For enhancers that lacked direct GWAS evidence, we performed pathway enrichment analysis on genes whose genomic regions overlapped with the unevidenced enhancers. Specifically, we identified these genes using the GenomicRanges [41] and TxDb.Hsapiens.UCSC.hg38.knownGene R packages. Enrichment analysis was then carried out using the clusterProfiler [42] package, focusing on KEGG [43] pathways via the enrichKEGG() function. All KEGG-annotated human genes (9,447 genes, as reported by clusterProfiler) were used as the background, ensuring that enrichment results reflect specific biological processes associated with the predicted enhancers rather than general autoimmune or GWAS-driven patterns.
3. Results
3.1 Parameter settings
In our previous study, RWDisEnh demonstrated stable performance across variations in parameters controlling the random walk process. Here, we evaluated the effects of the restart probability (γ), the jumping probability between enhancer layers (δ), and the importance weight of enhancer layers (τ) on RWDisEnh+ . Each parameter was varied from 0.1 to 0.9 while the others were fixed at 0.5, and prediction performance was assessed using 3-fold cross-validation.

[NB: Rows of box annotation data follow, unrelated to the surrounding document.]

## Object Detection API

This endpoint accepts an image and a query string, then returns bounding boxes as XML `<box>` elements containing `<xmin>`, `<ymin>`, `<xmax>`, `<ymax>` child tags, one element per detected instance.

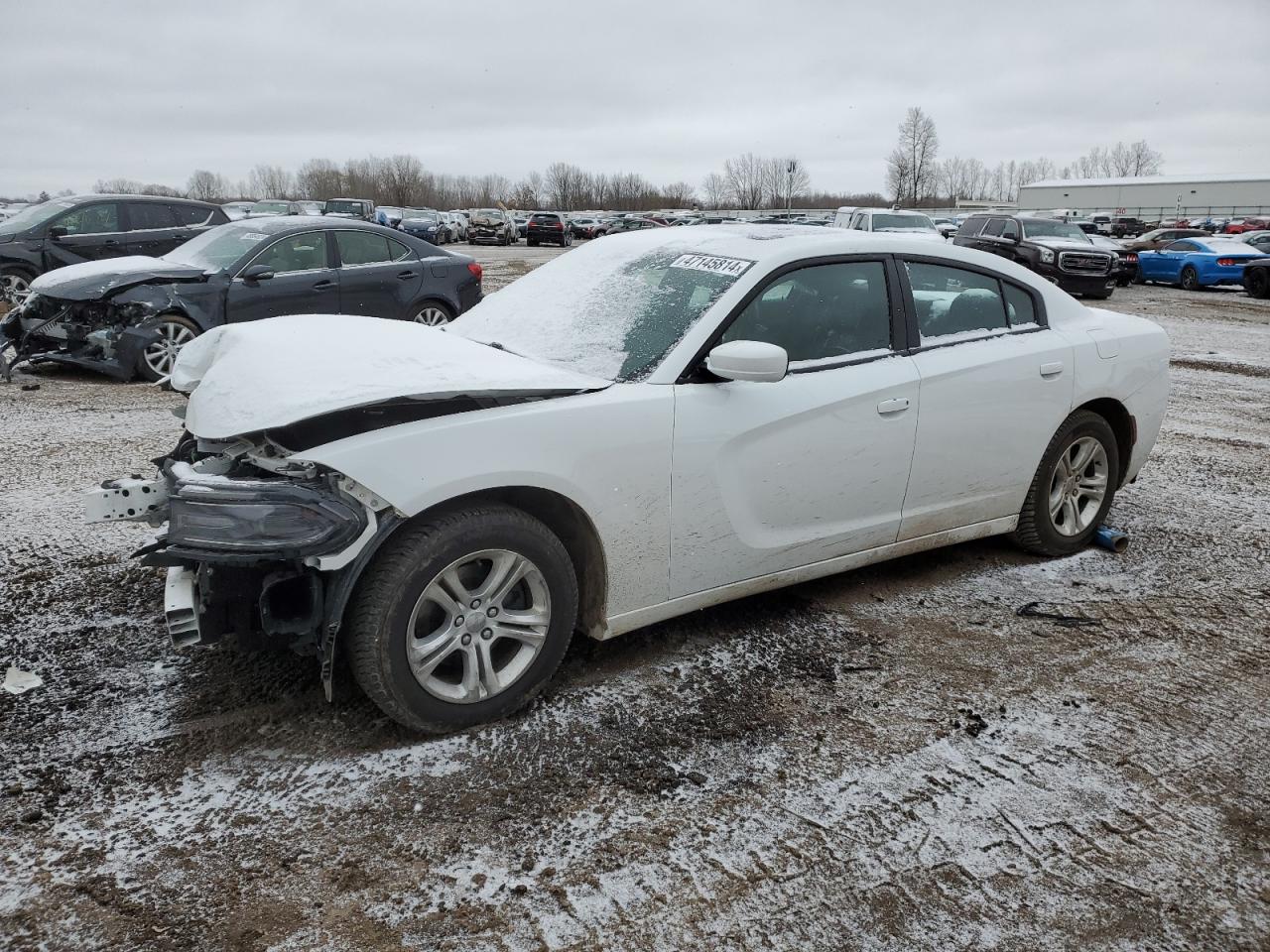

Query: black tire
<box><xmin>0</xmin><ymin>266</ymin><xmax>36</xmax><ymax>301</ymax></box>
<box><xmin>345</xmin><ymin>504</ymin><xmax>577</xmax><ymax>734</ymax></box>
<box><xmin>1243</xmin><ymin>266</ymin><xmax>1270</xmax><ymax>298</ymax></box>
<box><xmin>136</xmin><ymin>313</ymin><xmax>203</xmax><ymax>384</ymax></box>
<box><xmin>1013</xmin><ymin>410</ymin><xmax>1120</xmax><ymax>556</ymax></box>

As shown in Fig 2, RWDisEnh+ achieved consistent AUC values across all parameter settings—approximately 0.749 for the MulNet (Fig 2(a)) and 0.874–0.876 for the MulHetNet (Fig 2(b))—demonstrating strong robustness to parameter changes. Therefore, all parameters were fixed at 0.5 in subsequent analyses.
(a) Performance on the MulNet and (b) on the MulHetNet. Restart probability (γ) was varied in {0.1, 0.3, 0.5, 0.7, 0.9}, with other parameters fixed at 0.5. Jumping probability between enhancer layers (δ) was varied in {0.1, 0.3, 0.5, 0.7, 0.9}, with other parameters fixed at 0.5. Importance weight of enhancer layers (τ) was varied in {0.1, 0.3, 0.5, 0.7, 0.9}, with other parameters fixed at 0.5. Mean AUC values were calculated across all diseases for each parameter configuration.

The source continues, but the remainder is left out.